Na tradição brasileira, o clown (ou palhaço) não é apenas um personagem, mas uma persona que emerge do intérprete, refletindo aspectos únicos de sua personalidade. Essa figura se constrói a partir da escuta, do jogo, da interação com o público e de uma sinceridade desarmada, que revela tanto o ridículo quanto a beleza. Com mais de 20 anos de atuação como clown, Martinho explora a comicidade como um campo vibrante, onde gestos e olhares tornam-se possibilidades de pequenas cenas. O palhaço age como um trickster, atento ao momento, conduzindo o tempo sem dominá-lo, descobrindo no ato aquilo que não se sabe, subvertendo códigos.

O desenvolvimento desta prática, daquele que brinca, que utiliza da ironia e do humor enquanto ferramenta de vida e trabalho também está presente na obra de Martinho, não em seu método de execução – marcados por detalhismo e refinamento –, mas na forma como ele vê o mundo, anterior à materialização dos trabalhos, mas inerente a eles.
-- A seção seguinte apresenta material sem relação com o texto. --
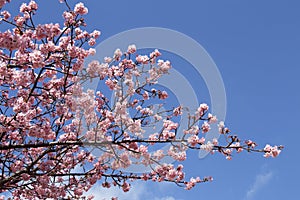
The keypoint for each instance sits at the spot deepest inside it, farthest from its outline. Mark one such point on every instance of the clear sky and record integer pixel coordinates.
(256, 46)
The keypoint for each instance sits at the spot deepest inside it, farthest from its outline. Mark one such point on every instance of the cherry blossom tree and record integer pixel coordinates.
(50, 126)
Na exposição Frequência, Martinho Patrício nos conduz por um campo vibrante, onde tecidos, cores e texturas se entrelaçam, criando paisagens de tempos distintos que reverberam entre si. A mostra expõe peças que criam uma espiral na caminhada do artista, sem a pretensão de se fazer como um panorama, mas sim, como um espaço laboratório, de experimento, uma formação de montagem nova que cria um jogo ainda não visto, e que pode ser experienciado. Peças recentes, como Catiço (2023) e Grêmio Recreativo (2023) estão presentes – este último que se remete a seu primeiro trabalho As Entradas (1990), que não compõe a exposição – assim como desdobramentos de seu trabalho com diferentes tecidos desenvolvidos em Cardeais (1996), Rubi (2023) e Guias (2023).

É um gesto de repetição e desvio, de continuidade que respira e não se fixa. Como um murmúrio constante, a obra encontra encruzilhadas e assume outros ritmos e formas, uma exposição/palco. O tecido não é apenas suporte, mas matéria que guarda memória e transmite vibrações. As obras se tornam figuras, presenças que se apresentam em suas propriedades térmicas e luminosas.

Na física clássica, as cores vermelho, preto e branco podem ser interpretadas em relação à ideia de frequência dentro do espectro eletromagnético, principalmente no contexto da luz visível e suas propriedades. O vermelho é associado a comprimentos de onda mais longos e frequências mais baixas no espectro visível, já o preto não é uma cor com frequência no espectro visível; ele resulta da ausência de luz visivel refletida ou absorção completa de todas as frequências. O branco, ao contrário, é a soma de todas as frequências de luz visível refletidas ou emitidas simultaneamente, criando uma percepção de luz total.

As cores – vermelho, branco e preto – pontuam a exposição como pulsos. O vermelho, denso e visceral, o branco, síntese de todas as frequências, flui como um intervalo luminoso e o preto é mistério, espaço de potencialidades. Essas cores vibram em camadas sensoriais que ecoam no corpo através de um banho de luz;  são atores que profanam a sacralidade posta sobre eles mesmos.